Hugging Face Fine-tune for Multilingual Summarization (Japanese Example)

By Tsuyoshi Matsuzaki on 2022-11-25• ( 2 Comments )

(Please download source code from here.)

In this post’s series, I’m introducing multilingual fine-tuning in Hugging Face.
Especially, some languages, such like Japanese, Korean, and Chinese, don’t have an explicit whitespace tokenization, and we need to consider several things for language processing.
In this second post, I’ll show you multilingual (Japanese) example for text summarization (sequence-to-sequence task).

Hugging Face multilingual fine-tuning (series of posts)

Here I’ll focus on Japanese language, but you can perform fine-tuning in the same way, also in other languages.

mT5 (multilingual T5 model)

In text summarization, new text will be generated from input text by encoder-decoder architecture.
Unlike previous classification example, encoder-decoder transformers – such as, GPT-2, T5, or BART (not plain BERT) – are then preferred in these sequence-to-sequence (seq2seq) tasks.
In this example, we then fine-tune using mT5 model, which is the multilingual version of T5.

Note : If you’re new to language modeling in deep learning, see these tutorials for fundamental architectures (such as, language model, encoder-decoder, attentions, and transformers).

Originally T5 is based on a study of transfer learning in NLP and it then has ability to perform multiple tasks in a single model – such as, translation, linguistic acceptability (CoLA), semantic similarity (STSB), summarization, correction, etc.
For instance, when you want to summarize text with pre-trained T5 model, the format of input (source text) should be “summarize:<TEXT>”. For translation from English to German, it should be “translate English to German:<TEXT>”. (See below.)

(FROM “Exploring the Limits of Transfer Learning with a Unified Text-to-Text Transformer“)

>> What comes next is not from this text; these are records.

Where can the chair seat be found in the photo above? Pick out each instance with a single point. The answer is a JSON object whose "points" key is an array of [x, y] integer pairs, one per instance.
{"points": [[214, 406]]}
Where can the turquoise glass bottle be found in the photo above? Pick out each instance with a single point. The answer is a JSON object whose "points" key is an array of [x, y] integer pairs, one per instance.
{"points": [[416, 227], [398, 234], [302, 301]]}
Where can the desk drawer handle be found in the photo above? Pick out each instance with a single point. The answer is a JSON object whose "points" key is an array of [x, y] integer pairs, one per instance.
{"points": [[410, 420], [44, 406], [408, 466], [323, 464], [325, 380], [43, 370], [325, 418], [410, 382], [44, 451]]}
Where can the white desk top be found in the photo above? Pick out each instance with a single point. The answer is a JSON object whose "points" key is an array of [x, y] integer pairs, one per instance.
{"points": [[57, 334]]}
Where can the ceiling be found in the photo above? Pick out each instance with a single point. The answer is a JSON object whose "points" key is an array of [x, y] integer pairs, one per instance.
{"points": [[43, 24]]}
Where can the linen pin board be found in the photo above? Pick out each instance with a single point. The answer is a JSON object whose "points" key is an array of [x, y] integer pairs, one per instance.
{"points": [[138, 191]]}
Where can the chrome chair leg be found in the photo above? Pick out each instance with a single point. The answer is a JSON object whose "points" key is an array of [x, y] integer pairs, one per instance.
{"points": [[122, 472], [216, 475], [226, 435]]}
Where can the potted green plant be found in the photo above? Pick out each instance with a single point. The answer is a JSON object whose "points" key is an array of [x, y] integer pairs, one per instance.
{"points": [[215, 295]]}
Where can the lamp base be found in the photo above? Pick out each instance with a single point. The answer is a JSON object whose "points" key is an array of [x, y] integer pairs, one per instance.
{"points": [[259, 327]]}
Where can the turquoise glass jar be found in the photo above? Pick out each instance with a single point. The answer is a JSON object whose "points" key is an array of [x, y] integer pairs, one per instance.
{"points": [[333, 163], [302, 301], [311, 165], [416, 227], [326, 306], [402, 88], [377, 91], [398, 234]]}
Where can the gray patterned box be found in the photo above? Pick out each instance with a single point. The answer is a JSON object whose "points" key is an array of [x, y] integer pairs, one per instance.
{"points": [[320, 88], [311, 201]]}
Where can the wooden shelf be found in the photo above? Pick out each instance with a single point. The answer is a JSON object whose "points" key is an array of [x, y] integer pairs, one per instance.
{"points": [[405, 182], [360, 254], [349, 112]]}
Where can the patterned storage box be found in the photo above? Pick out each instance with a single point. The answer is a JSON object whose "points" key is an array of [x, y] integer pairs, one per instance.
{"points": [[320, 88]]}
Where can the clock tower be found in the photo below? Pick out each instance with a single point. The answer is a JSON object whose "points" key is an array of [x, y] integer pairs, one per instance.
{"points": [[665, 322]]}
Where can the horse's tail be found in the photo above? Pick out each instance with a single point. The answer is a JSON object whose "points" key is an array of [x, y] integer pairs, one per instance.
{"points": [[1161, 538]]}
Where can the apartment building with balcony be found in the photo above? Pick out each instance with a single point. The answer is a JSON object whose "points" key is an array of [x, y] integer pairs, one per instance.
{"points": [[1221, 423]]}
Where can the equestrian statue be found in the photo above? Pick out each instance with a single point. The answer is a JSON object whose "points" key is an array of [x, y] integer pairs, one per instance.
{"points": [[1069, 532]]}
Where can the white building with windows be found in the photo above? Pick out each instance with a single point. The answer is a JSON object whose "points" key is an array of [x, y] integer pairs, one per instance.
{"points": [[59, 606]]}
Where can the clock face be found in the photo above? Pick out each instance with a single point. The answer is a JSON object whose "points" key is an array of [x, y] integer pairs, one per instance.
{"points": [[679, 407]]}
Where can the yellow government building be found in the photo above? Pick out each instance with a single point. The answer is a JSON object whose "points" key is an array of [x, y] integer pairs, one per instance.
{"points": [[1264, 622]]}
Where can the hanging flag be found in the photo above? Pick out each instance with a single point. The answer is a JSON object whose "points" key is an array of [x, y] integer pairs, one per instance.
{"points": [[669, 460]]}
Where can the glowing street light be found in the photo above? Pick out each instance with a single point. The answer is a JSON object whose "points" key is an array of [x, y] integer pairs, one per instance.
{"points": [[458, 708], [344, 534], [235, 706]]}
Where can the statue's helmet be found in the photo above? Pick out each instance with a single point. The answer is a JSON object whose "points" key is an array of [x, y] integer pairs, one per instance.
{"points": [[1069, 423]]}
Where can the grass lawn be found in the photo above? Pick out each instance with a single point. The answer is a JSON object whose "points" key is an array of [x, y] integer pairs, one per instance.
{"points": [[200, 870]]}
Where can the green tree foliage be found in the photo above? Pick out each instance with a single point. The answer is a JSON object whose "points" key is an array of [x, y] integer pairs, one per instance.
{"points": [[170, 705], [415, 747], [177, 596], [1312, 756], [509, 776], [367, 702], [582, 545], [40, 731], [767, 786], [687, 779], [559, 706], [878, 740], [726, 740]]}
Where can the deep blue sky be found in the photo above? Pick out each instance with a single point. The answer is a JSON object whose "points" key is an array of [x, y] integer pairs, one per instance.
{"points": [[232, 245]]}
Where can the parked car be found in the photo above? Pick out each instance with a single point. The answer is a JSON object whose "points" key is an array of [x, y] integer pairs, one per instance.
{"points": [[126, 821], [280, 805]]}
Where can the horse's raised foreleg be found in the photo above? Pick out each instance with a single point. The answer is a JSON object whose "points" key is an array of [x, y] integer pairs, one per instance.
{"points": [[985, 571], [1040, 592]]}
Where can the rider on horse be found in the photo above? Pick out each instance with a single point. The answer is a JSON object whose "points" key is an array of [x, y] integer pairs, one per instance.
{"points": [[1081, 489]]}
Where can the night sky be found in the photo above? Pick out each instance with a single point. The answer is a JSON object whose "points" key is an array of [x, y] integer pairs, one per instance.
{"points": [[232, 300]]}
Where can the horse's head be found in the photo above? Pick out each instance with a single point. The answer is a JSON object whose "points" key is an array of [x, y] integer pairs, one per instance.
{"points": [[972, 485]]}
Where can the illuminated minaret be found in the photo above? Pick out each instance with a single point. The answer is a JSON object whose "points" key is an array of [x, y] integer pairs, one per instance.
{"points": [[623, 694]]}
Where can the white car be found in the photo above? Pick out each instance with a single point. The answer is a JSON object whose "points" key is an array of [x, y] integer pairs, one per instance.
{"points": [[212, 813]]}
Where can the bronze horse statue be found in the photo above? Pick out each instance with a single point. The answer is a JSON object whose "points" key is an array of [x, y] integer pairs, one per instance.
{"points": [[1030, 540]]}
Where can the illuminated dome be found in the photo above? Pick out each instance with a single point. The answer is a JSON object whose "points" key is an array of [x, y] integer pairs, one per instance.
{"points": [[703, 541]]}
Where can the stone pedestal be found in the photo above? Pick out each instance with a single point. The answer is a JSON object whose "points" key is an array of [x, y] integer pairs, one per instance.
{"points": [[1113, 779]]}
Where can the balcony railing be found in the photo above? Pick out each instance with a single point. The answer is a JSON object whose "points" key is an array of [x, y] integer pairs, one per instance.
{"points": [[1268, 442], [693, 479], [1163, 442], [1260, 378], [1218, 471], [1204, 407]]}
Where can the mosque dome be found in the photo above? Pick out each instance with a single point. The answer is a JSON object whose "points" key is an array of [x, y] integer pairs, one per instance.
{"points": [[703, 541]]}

The pre-trained T5 in Hugging Face is also trained on the mixture of unsupervised training (which is trained by reconstructing the masked sentence) and task-specific training.
Hence, using pre-trained T5, you can soon perform summarization without fine-tuning.

However, mT5 is pre-trained only by unsupervised manner with multiple languages, and it’s not trained for specific downstream tasks. To dare say, this pre-trained model has ability to build correct text in Japanese, but it doesn’t have any ability for specific tasks, such as, summarization, correction, machine translation, etc.
Therefore we should train (fine-tune) this model for downstream tasks, and here I’ll train using dataset for summarization in Japanese.

Note : You can also use other models (other encoder-decoder transformers) for multilingual summarization.
For popular languages (such as, English, French, German, etc), you can use facebook/bart-large-cnn which is trained by using CNN/DailyMail dataset (in dataset, which has articles and summaries), and you can fine-tune with other (custom) dataset.
Pegasus model remarks high metrics for summarization, but we can’t use it because Pegasus in Hugging Face is not trained for multilingual corpus.
You can also use multilingual BLOOM model to generate sequence of tokens for a variety of languages, but I also didn’t use it, because currently BLOOM in Hugging Face isn’t trained in Japanese language.
For pre-trained Japanese model, you might also be able to use GPT-2 model provided by rinna Co., Ltd.
Note : In this example, I will fine-tune for only summarization task, but you can also train for multiple tasks in a single mT5 model (by using inputs with prefix string).

Set up Environment

In this example, I have used GPU instance with Ubuntu Server 20.04 LTS image in Microsoft Azure.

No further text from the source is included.